Sra. Iyengar: proprietária do imóvel onde Lakshmi mora em Jaipur.
Sr. Pandey: vizinho de Lakshmi e outro inquilino da sra. Iyengar, professor de música de Sheela Sharma.
Hari Shastri: marido separado de Lakshmi.
Sra. Joyce Harris: jovem inglesa, esposa de um oficial do exército britânico que é parte da equipe de transição em Jaipur para a saída do Raj britânico.
Sra.

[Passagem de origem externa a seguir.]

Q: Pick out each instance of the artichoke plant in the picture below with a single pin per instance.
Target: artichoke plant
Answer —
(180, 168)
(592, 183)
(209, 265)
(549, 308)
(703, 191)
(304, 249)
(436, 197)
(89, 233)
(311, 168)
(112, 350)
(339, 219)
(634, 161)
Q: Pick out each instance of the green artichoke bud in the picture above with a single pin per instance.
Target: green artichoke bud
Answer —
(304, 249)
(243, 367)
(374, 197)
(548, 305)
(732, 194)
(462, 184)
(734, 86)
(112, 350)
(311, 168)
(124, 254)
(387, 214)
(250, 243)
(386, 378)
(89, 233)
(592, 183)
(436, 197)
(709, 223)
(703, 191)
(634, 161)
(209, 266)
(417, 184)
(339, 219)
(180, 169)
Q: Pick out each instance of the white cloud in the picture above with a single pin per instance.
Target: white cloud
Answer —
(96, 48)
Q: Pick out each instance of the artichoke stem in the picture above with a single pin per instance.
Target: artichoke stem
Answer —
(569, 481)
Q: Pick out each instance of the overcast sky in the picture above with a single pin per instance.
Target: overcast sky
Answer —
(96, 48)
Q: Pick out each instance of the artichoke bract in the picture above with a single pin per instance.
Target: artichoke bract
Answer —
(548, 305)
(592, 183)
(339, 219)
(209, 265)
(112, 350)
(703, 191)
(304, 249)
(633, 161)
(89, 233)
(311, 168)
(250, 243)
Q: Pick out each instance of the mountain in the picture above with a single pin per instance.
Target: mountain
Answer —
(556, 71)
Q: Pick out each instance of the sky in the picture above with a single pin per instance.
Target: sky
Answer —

Jeremy Harris: sogra de Joyce Harris.
Pitaji: pai
em híndi.
Maa: mãe
em híndi.
Munchi: velho da aldeia de Lakshmi que a ensinou a desenhar e ensinou Radha a misturar tintas.
Kanta Agarwal: esposa de vinte e seis anos de Manu Agarwal, educada na Inglaterra, originalmente de uma família culta de Calcutá.
Manu Agarwal: diretor de manutenção da família real de Jaipur, marido de Kanta, educado na Inglaterra; tem parentesco com a família Sharma.
Baju: velho criado familiar de Kanta e Manu Agarwal.
Marajá de Jaipur: título representativo pós-independência, a mais alta posição de realeza na cidade, rico em terras e em dinheiro e dono de vários palácios em Jaipur.
Naraya: construtor da nova casa de Lakshmi em Jaipur.
Marani Indira: madrasta do atual marajá, viúva do marajá de Jaipur, sem filhos, também chamada de rainha viúva.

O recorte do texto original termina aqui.